De hecho, uno alberga sus dudas sobre si uno de los próceres de la nouvelle vague llegó a entender exactamente lo que se proponía uno de sus muchos mentores. Un ejemplo: Deligny también había quedado deslumbrado por el entonces muy publicitado caso real -que se remontaba a finales del siglo XVIII- que daría pie a la película El pequeño salvaje (1971). ¿Qué hacer con un chico encontrado en el bosque, totalmente asilvestrado y reluctante a cualquier tentativa de educación convencional?

Deligny lo tenía claro: tratar por todos los medios de entender la forma alternativa que había desarrollado el pequeño de relacionarse con aquella Naturaleza que para el mundo civilizado ya tenía un mucho de “hostil”. Truffaut, menos imaginativo, centró la película en los esfuerzos de aprendizaje, en el modo de hacerle partícipe… de aquello que no tenía ninguna necesidad de comprender. Todo ello quedaría ilustrado en su réplica filmada a El pequeño salvaje: Le Moindre Geste, estrenada en el festival de Cannes el mismo año, pero filmada a salto de mata entre 1962 y 1965. Sin guion, sin medios, eternamente pendiente de montaje y seleccionada para la Semana de la Crítica gracias al concurso de un tal Chris Marker.
Olvidada la terapia cognitiva y los tics de la psiquiatría clásica, convertido el antaño “paciente” en verdadero demiurgo, en cicerone por un constructo mental pendiente de exploración. Deligny es mucho más que un buenista revenido, que un abnegado demoledor de perniciosas inercias estatales. Delincuentes psicóticos, desahuciados del sistema educativo… allí donde el Estado veía un callejón sin salida, Deligny -comunista cristiano sin ni siquiera él saberlo- erigió un protocolo alternativo basado en la infinita capacidad para maravillarse del propio enseñante.

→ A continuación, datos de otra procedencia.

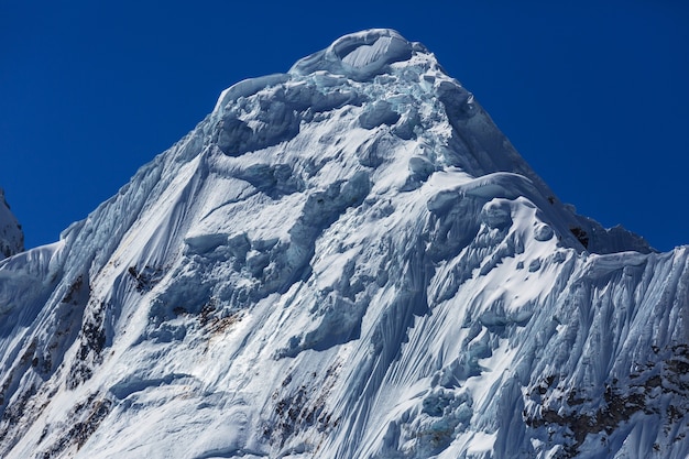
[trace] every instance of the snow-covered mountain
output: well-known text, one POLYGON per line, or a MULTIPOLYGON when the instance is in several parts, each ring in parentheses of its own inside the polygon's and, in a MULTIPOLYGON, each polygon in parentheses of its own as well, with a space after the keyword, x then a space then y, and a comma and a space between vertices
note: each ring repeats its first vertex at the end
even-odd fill
POLYGON ((686 458, 689 248, 572 209, 343 36, 0 262, 0 457, 686 458))
POLYGON ((10 210, 10 205, 4 198, 4 190, 0 188, 0 260, 22 250, 24 250, 22 227, 10 210))

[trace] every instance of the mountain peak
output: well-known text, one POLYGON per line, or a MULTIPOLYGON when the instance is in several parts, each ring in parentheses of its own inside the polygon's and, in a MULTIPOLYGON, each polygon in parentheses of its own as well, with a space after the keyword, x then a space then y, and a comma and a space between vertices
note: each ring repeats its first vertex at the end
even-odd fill
POLYGON ((689 453, 689 251, 394 31, 228 88, 61 238, 0 263, 2 457, 689 453))
POLYGON ((10 210, 4 198, 4 190, 0 188, 0 260, 24 250, 24 233, 22 227, 10 210))
POLYGON ((291 74, 308 75, 325 70, 356 80, 365 80, 389 64, 407 61, 414 52, 426 52, 392 29, 371 29, 344 35, 327 48, 299 59, 291 74))

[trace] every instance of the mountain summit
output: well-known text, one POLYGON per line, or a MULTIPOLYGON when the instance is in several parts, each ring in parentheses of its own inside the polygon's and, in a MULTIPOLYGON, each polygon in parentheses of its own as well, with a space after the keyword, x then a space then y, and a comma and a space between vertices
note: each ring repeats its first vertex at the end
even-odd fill
POLYGON ((685 458, 688 286, 354 33, 0 262, 0 456, 685 458))
POLYGON ((22 227, 4 199, 4 190, 0 188, 0 260, 7 259, 22 250, 24 250, 22 227))

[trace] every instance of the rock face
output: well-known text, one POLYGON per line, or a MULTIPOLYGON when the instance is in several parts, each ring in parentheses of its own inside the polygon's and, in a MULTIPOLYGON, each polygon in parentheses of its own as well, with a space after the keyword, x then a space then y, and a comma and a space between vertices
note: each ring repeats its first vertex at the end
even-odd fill
POLYGON ((0 260, 24 250, 24 233, 0 188, 0 260))
POLYGON ((689 253, 564 206, 433 54, 226 90, 0 263, 6 458, 683 458, 689 253))

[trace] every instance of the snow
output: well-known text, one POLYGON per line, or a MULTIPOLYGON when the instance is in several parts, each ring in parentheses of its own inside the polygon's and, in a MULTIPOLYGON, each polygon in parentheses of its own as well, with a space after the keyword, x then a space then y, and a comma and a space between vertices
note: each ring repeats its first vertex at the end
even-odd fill
POLYGON ((686 457, 687 285, 354 33, 0 261, 0 456, 686 457))
POLYGON ((0 260, 24 250, 24 233, 0 188, 0 260))

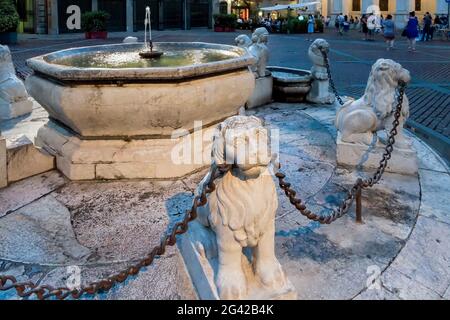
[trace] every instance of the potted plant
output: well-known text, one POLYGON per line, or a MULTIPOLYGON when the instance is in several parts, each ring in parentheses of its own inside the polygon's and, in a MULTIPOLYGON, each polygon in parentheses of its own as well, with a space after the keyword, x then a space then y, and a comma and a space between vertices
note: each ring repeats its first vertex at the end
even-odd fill
POLYGON ((106 39, 109 13, 105 11, 88 11, 81 15, 81 28, 86 39, 106 39))
POLYGON ((0 43, 17 43, 19 14, 11 0, 0 0, 0 43))

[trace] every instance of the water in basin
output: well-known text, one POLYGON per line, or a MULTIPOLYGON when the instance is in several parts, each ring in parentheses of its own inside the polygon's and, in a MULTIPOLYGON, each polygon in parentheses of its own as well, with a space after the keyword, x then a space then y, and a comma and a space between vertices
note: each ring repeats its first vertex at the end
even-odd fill
POLYGON ((164 51, 158 59, 142 59, 140 49, 115 52, 92 52, 69 55, 48 61, 78 68, 154 68, 183 67, 239 57, 236 52, 219 49, 180 49, 164 51))

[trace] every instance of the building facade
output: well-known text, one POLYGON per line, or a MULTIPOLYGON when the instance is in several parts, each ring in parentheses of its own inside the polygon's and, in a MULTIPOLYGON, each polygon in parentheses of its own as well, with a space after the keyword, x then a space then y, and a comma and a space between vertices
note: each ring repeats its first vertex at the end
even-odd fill
POLYGON ((373 11, 384 16, 391 14, 398 26, 405 25, 411 11, 415 11, 419 17, 426 12, 432 15, 448 13, 445 0, 322 0, 321 6, 322 14, 328 16, 340 12, 353 16, 373 11))
POLYGON ((110 14, 108 31, 144 30, 146 6, 151 8, 155 30, 211 28, 213 2, 218 4, 217 0, 16 0, 19 32, 37 34, 81 32, 70 28, 67 20, 76 11, 93 10, 110 14))
MULTIPOLYGON (((191 29, 211 28, 214 13, 234 13, 247 20, 274 16, 260 8, 276 4, 296 4, 313 0, 15 0, 20 16, 19 32, 59 34, 81 32, 70 29, 67 20, 76 5, 80 12, 105 10, 111 15, 109 31, 139 31, 144 29, 145 7, 152 12, 152 28, 191 29)), ((421 17, 425 12, 447 14, 446 0, 320 0, 308 8, 324 16, 336 16, 340 12, 360 16, 379 10, 380 14, 394 16, 398 26, 405 24, 410 11, 421 17), (378 9, 379 8, 379 9, 378 9)), ((377 11, 378 12, 378 11, 377 11)))

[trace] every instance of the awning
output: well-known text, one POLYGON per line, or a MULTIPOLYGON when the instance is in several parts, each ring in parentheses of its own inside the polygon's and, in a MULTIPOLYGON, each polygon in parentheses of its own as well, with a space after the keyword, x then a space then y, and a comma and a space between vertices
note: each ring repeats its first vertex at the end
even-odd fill
POLYGON ((260 10, 262 10, 262 11, 281 11, 281 10, 287 10, 287 9, 302 9, 307 6, 312 6, 312 5, 319 4, 319 3, 320 3, 320 1, 297 3, 297 4, 277 4, 276 6, 272 6, 272 7, 260 8, 260 10))

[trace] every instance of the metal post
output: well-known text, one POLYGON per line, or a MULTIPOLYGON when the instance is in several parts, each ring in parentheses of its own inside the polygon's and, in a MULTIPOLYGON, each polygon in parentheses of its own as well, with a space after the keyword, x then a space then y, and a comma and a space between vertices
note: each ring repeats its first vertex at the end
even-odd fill
POLYGON ((356 191, 356 223, 362 223, 361 186, 356 191))

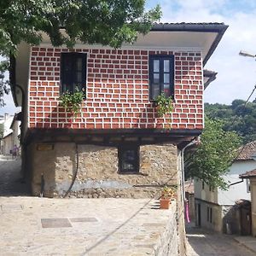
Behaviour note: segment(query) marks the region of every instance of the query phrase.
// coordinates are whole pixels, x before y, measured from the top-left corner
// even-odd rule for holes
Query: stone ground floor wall
[[[237,206],[219,206],[195,199],[195,222],[198,225],[198,204],[201,205],[201,226],[224,234],[241,235],[241,216]],[[208,209],[212,208],[212,222]],[[209,214],[209,216],[207,216]]]
[[[68,196],[154,197],[163,185],[177,184],[177,147],[140,146],[140,171],[119,173],[116,147],[73,143],[32,143],[27,160],[32,195],[38,195],[44,176],[44,195],[63,196],[76,177]]]

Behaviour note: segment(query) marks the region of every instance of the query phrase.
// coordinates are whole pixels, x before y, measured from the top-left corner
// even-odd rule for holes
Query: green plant
[[[154,99],[156,105],[156,112],[160,117],[163,117],[167,113],[173,110],[172,98],[166,96],[164,92]]]
[[[84,91],[76,87],[74,92],[67,90],[59,97],[60,105],[77,116],[81,109],[84,96]]]
[[[165,186],[161,191],[161,199],[172,199],[174,195],[174,189]]]

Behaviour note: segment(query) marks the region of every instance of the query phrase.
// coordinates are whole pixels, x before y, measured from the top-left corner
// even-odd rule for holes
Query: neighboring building
[[[137,42],[115,49],[78,44],[55,48],[43,34],[12,60],[12,92],[22,106],[23,166],[32,195],[148,197],[177,184],[180,151],[203,129],[203,67],[227,26],[155,24]],[[85,91],[73,116],[59,96]],[[174,110],[159,118],[154,97],[165,91]],[[171,122],[172,128],[169,127]]]
[[[255,154],[254,154],[255,156]],[[240,175],[242,179],[249,180],[252,201],[252,234],[256,236],[256,169]]]
[[[245,145],[239,156],[224,176],[230,185],[224,191],[208,186],[198,178],[195,178],[195,220],[199,226],[219,232],[247,235],[247,201],[250,200],[249,183],[241,181],[239,176],[245,171],[256,167],[253,154],[256,151],[256,141]]]
[[[11,154],[15,145],[17,148],[20,147],[20,121],[18,117],[18,113],[15,115],[6,113],[4,118],[0,119],[0,124],[3,125],[3,137],[1,140],[1,154]]]
[[[195,188],[194,180],[185,182],[185,197],[188,201],[188,211],[190,221],[195,221]]]
[[[13,148],[13,130],[10,129],[14,116],[9,113],[4,114],[4,118],[1,119],[1,124],[3,124],[3,137],[1,141],[1,154],[10,154]]]

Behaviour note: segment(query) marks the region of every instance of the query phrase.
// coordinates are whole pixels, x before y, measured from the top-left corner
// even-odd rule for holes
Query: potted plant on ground
[[[172,188],[165,186],[161,191],[161,196],[160,200],[160,209],[169,209],[171,199],[174,195],[174,190]]]

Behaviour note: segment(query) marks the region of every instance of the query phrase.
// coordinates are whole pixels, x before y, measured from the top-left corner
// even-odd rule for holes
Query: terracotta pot
[[[161,198],[160,200],[160,209],[169,209],[169,207],[170,207],[170,201],[171,201],[170,199]]]

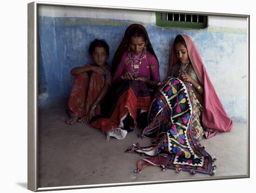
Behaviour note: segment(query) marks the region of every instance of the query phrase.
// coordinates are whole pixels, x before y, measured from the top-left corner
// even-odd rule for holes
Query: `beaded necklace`
[[[131,64],[131,66],[132,67],[132,70],[133,72],[133,76],[134,77],[136,77],[138,76],[138,74],[139,74],[139,71],[140,71],[140,67],[141,66],[141,62],[143,59],[145,58],[146,57],[146,54],[144,54],[144,56],[142,57],[142,54],[143,54],[143,51],[144,51],[144,49],[142,50],[142,51],[141,51],[141,57],[139,58],[133,58],[133,52],[132,51],[131,51],[130,55],[130,53],[129,53],[129,54],[128,55],[128,61],[130,62],[130,64]],[[144,52],[145,53],[145,52]],[[134,61],[135,60],[137,60],[139,61],[139,63],[135,64],[134,63]],[[137,69],[137,71],[135,71],[134,70]]]
[[[181,65],[179,70],[179,72],[180,74],[183,74],[184,73],[186,73],[186,71],[188,70],[188,68],[190,63],[190,60],[189,60],[186,62],[181,62]]]

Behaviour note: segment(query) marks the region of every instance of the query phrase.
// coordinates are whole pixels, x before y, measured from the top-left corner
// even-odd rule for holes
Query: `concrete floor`
[[[138,142],[141,145],[150,144],[149,140],[136,136],[142,130],[129,133],[122,140],[111,138],[108,142],[100,130],[79,122],[66,124],[65,107],[41,107],[39,115],[40,187],[201,180],[248,174],[246,123],[234,122],[231,132],[202,140],[208,153],[217,158],[216,173],[211,177],[199,173],[192,175],[185,171],[176,173],[172,169],[163,172],[153,166],[135,174],[137,161],[144,157],[125,151]]]

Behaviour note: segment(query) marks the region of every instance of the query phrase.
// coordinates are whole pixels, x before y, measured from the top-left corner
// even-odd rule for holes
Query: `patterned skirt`
[[[101,129],[110,136],[123,139],[127,132],[123,130],[124,120],[130,116],[137,124],[138,109],[148,111],[150,105],[148,89],[142,81],[125,81],[108,92],[102,107],[102,114],[93,119],[90,126]]]
[[[178,78],[166,79],[155,95],[148,113],[150,123],[140,137],[152,139],[152,144],[134,144],[127,149],[151,157],[139,160],[136,173],[150,165],[163,170],[174,169],[214,175],[215,158],[194,136],[194,96],[191,86]]]
[[[67,103],[67,110],[71,116],[80,118],[87,115],[89,108],[98,97],[105,83],[103,76],[95,72],[86,72],[76,75]],[[101,106],[98,104],[95,115],[101,113]]]

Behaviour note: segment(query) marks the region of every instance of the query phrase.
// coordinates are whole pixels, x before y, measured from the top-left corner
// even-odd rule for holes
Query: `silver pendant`
[[[133,68],[135,69],[139,69],[139,64],[134,64],[133,66]]]
[[[135,72],[134,74],[133,74],[133,76],[134,76],[134,77],[137,77],[138,76],[138,73],[137,72]]]

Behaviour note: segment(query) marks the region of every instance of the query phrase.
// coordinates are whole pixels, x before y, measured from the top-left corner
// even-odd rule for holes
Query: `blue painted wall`
[[[102,20],[103,22],[102,22]],[[40,16],[39,103],[67,101],[74,77],[70,71],[91,62],[90,43],[104,39],[110,47],[109,64],[131,21]],[[117,25],[116,24],[118,24]],[[148,32],[160,64],[161,80],[166,76],[171,45],[180,33],[193,40],[213,84],[229,116],[247,120],[247,34],[219,27],[182,30],[141,23]]]

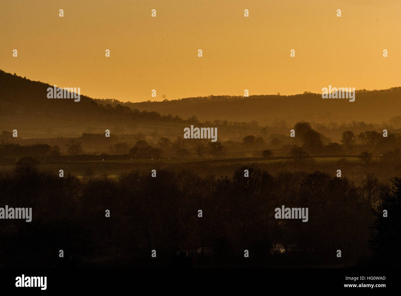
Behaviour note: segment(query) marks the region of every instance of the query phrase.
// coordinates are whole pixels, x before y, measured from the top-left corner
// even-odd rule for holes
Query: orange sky
[[[2,0],[0,28],[0,68],[94,98],[401,86],[401,1]]]

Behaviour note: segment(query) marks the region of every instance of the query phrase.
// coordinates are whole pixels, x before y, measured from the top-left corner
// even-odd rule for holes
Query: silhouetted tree
[[[347,130],[342,133],[341,142],[347,149],[349,149],[355,143],[355,134],[350,130]]]

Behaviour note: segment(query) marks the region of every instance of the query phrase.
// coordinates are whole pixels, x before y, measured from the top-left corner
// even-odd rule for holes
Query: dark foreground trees
[[[193,267],[339,267],[361,257],[391,265],[399,256],[396,180],[392,191],[375,187],[389,218],[379,219],[371,249],[369,195],[345,178],[249,166],[229,178],[160,170],[82,182],[24,159],[0,174],[0,207],[32,207],[32,221],[0,220],[0,267],[168,267],[177,251]],[[308,208],[308,222],[275,219],[283,205]]]

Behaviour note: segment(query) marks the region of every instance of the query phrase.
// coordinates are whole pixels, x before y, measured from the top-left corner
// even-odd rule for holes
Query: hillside
[[[137,132],[144,131],[144,126],[179,126],[182,130],[181,126],[187,125],[176,116],[132,110],[119,104],[103,105],[82,95],[77,102],[71,98],[49,98],[47,88],[53,87],[0,71],[1,130],[16,129],[18,137],[40,138],[80,136],[85,132],[104,133],[106,129],[113,134]]]
[[[401,87],[356,92],[354,102],[349,102],[347,99],[324,99],[321,93],[306,93],[290,96],[251,95],[248,97],[211,95],[169,101],[124,103],[132,109],[179,114],[186,118],[195,114],[202,122],[256,120],[261,126],[271,125],[274,121],[281,120],[286,121],[288,125],[300,120],[319,123],[334,122],[340,124],[353,121],[390,123],[391,118],[401,114]],[[106,101],[112,105],[120,103],[111,100]]]

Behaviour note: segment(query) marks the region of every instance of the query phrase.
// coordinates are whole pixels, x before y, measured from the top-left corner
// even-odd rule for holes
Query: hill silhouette
[[[2,130],[19,130],[18,136],[23,138],[77,136],[87,132],[103,133],[106,129],[113,129],[115,133],[124,132],[142,122],[165,124],[186,124],[188,121],[177,116],[132,110],[119,104],[103,105],[82,95],[78,102],[71,98],[49,98],[47,88],[53,87],[0,70],[0,125]],[[189,119],[190,122],[194,121],[197,121],[195,117]]]
[[[271,125],[274,121],[280,120],[290,125],[300,120],[320,123],[352,121],[389,123],[391,118],[400,115],[401,87],[381,90],[363,89],[356,92],[354,102],[349,102],[347,99],[322,99],[321,93],[305,92],[288,96],[266,95],[244,97],[211,95],[124,103],[139,110],[178,114],[185,118],[195,114],[203,122],[213,122],[215,120],[240,122],[255,120],[260,125]],[[107,102],[112,105],[121,103],[113,100],[97,101]]]

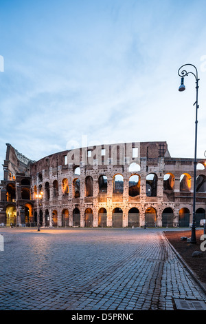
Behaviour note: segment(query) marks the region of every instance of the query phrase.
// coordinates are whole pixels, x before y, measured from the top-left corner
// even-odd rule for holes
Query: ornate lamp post
[[[195,72],[187,72],[185,70],[183,70],[183,68],[185,66],[190,65],[194,68]],[[184,77],[188,76],[188,74],[192,74],[195,77],[196,80],[196,102],[193,105],[196,104],[196,121],[195,121],[195,143],[194,143],[194,192],[193,192],[193,215],[192,215],[192,225],[191,228],[191,243],[196,243],[196,225],[195,225],[195,214],[196,214],[196,146],[197,146],[197,116],[198,116],[198,109],[199,108],[198,104],[198,71],[196,68],[193,64],[185,64],[182,65],[178,70],[178,74],[181,77],[181,83],[179,86],[179,91],[184,91],[185,90],[185,86],[184,85]]]

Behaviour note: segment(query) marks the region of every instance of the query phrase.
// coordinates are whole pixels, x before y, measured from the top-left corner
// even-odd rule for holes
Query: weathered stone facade
[[[205,219],[206,171],[198,161],[196,225]],[[199,167],[200,170],[199,170]],[[194,159],[166,142],[81,148],[32,161],[7,144],[0,223],[19,226],[189,226]]]

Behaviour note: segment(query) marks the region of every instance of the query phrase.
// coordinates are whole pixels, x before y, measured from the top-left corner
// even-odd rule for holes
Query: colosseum
[[[32,161],[6,144],[5,226],[187,227],[205,219],[205,161],[172,158],[165,141],[80,148]]]

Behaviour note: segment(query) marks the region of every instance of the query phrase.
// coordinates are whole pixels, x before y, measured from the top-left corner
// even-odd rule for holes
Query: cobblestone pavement
[[[1,310],[175,309],[204,292],[158,229],[0,228]]]

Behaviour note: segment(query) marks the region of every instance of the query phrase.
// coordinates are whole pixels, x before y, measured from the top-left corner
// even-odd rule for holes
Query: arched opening
[[[75,179],[73,181],[73,190],[74,198],[79,198],[80,196],[80,181],[78,179]]]
[[[68,179],[65,178],[62,182],[62,194],[65,195],[69,194],[69,184],[68,184]]]
[[[100,192],[107,192],[107,176],[102,175],[99,177]]]
[[[23,179],[21,182],[22,185],[30,185],[30,180],[28,179]]]
[[[16,210],[15,206],[13,205],[8,205],[5,210],[5,224],[6,226],[13,226],[16,225]]]
[[[85,191],[86,197],[93,196],[93,179],[91,176],[85,179]]]
[[[140,176],[138,174],[133,174],[129,179],[129,196],[135,197],[140,193]]]
[[[174,226],[174,213],[170,207],[165,208],[162,213],[162,226],[172,227]]]
[[[172,173],[166,173],[163,178],[164,190],[173,190],[174,186],[174,176]]]
[[[100,208],[98,212],[98,226],[99,227],[106,227],[106,210]]]
[[[205,170],[205,165],[203,163],[197,163],[196,170]]]
[[[157,176],[150,173],[146,176],[146,195],[148,197],[156,197],[157,192]]]
[[[9,203],[14,203],[15,199],[15,183],[8,183],[6,186],[6,201]]]
[[[122,194],[124,191],[124,177],[122,174],[115,174],[113,179],[113,193]]]
[[[57,198],[58,196],[58,181],[54,180],[54,181],[53,181],[53,198]]]
[[[21,199],[30,200],[30,190],[28,188],[21,189]]]
[[[41,173],[39,173],[38,174],[38,178],[39,182],[42,182],[43,178],[42,178],[42,174]]]
[[[62,212],[62,227],[69,227],[69,210],[65,209]]]
[[[34,212],[34,225],[37,226],[37,212]]]
[[[187,227],[190,225],[190,210],[181,208],[179,211],[179,227]]]
[[[123,212],[118,207],[113,210],[113,227],[122,227]]]
[[[157,226],[157,212],[153,207],[150,207],[146,210],[145,223],[148,227],[155,227]]]
[[[73,174],[76,176],[80,176],[81,174],[81,170],[80,167],[76,167],[73,170]]]
[[[45,226],[48,227],[49,226],[49,210],[45,210]]]
[[[49,190],[49,183],[48,182],[45,183],[45,201],[48,201],[50,198],[50,190]]]
[[[91,208],[87,208],[84,213],[84,227],[93,227],[93,211]]]
[[[139,211],[137,208],[133,207],[130,208],[128,214],[128,227],[139,227]]]
[[[73,226],[80,226],[80,213],[78,208],[75,208],[73,210]]]
[[[204,174],[196,178],[196,192],[206,192],[206,176]]]
[[[203,208],[198,208],[195,214],[195,223],[196,226],[200,226],[201,219],[205,219],[205,210]]]
[[[39,223],[40,223],[40,225],[42,226],[42,225],[43,225],[43,211],[42,211],[42,210],[40,210],[40,211],[39,211]]]
[[[180,191],[189,192],[191,189],[191,176],[187,173],[183,173],[180,177]]]
[[[140,165],[135,162],[133,162],[129,166],[129,172],[138,172],[140,170]]]
[[[26,226],[34,226],[34,219],[32,214],[32,205],[30,203],[26,203],[25,205],[25,223]]]
[[[54,227],[57,227],[58,223],[58,212],[57,210],[54,210],[52,212],[52,225]]]
[[[35,199],[36,198],[36,195],[37,195],[37,188],[36,188],[36,185],[34,185],[34,199]]]

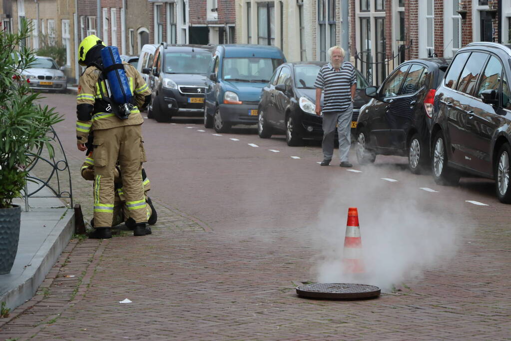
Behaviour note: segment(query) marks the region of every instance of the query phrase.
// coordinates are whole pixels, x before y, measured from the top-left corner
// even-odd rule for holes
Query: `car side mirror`
[[[481,99],[483,103],[491,105],[498,105],[499,99],[497,96],[497,91],[494,89],[488,89],[483,90],[481,93]]]
[[[368,86],[365,88],[365,95],[378,99],[378,89],[376,86]]]

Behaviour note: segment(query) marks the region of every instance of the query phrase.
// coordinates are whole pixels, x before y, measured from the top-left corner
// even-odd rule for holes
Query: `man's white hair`
[[[344,56],[346,54],[344,52],[344,49],[340,46],[337,46],[337,45],[336,45],[335,46],[333,46],[328,49],[328,56],[330,58],[332,58],[332,54],[334,52],[334,50],[341,50],[341,57],[342,57],[343,58],[344,58]]]

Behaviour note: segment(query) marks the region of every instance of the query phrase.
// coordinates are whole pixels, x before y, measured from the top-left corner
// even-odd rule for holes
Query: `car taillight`
[[[434,89],[430,89],[424,99],[424,109],[426,110],[426,114],[430,118],[431,118],[431,114],[433,113],[433,104],[435,102],[436,92],[436,90]]]

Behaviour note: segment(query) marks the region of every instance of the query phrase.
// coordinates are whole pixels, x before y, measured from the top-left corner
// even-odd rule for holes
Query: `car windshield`
[[[314,88],[314,82],[320,68],[319,65],[295,65],[294,79],[296,87],[300,89]]]
[[[224,58],[222,77],[226,81],[267,83],[273,70],[283,61],[282,59],[259,57]]]
[[[167,52],[165,53],[165,73],[205,75],[211,58],[208,52]]]
[[[33,64],[30,65],[30,67],[32,68],[42,68],[42,69],[58,69],[57,64],[53,59],[48,58],[36,58],[35,61]]]

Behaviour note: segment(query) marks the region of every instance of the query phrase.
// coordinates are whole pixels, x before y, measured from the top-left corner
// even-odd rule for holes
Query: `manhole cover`
[[[346,283],[323,283],[300,285],[296,294],[302,297],[331,300],[352,300],[380,296],[381,289],[374,285]]]

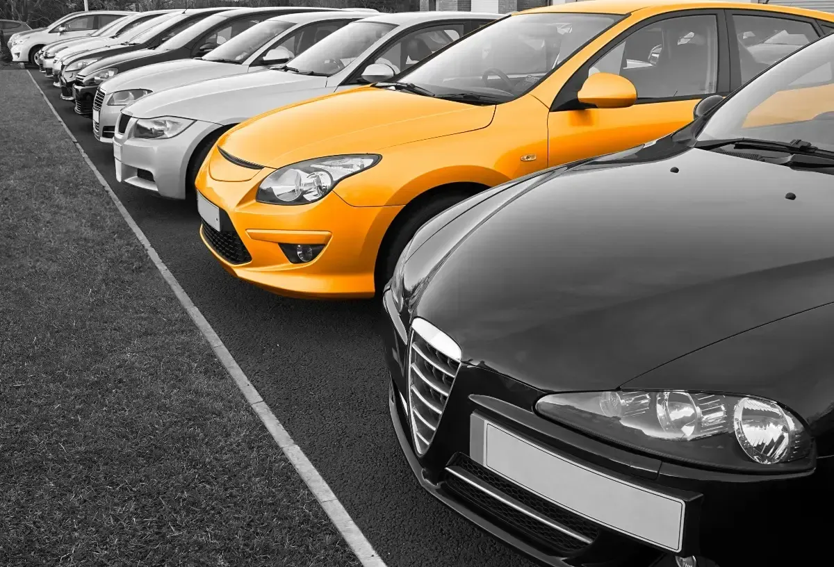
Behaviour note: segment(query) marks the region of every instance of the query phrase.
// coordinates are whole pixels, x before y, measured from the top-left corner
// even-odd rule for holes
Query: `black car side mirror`
[[[695,110],[692,111],[692,117],[700,118],[702,116],[709,114],[722,100],[724,100],[724,97],[720,94],[712,94],[706,98],[701,99],[700,103],[695,105]]]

Se pasó toda su vida “tejiendo redes” (las iniciativas de los nadies, de los anónimos frente a la inoperante burocracia) y murió allí donde trabajó, en aquella ciudad de los muchachos a las afueras de Monoblet. Dejó un montón de textos traducidos a nuestro idioma -o incluso al inglés- con cuenta gotas. La mayoría de ellos escritos a la manera de los antiguos monjes eremitas: en silencio, aislado de todos para tratar de entender así el aislamiento de algunos.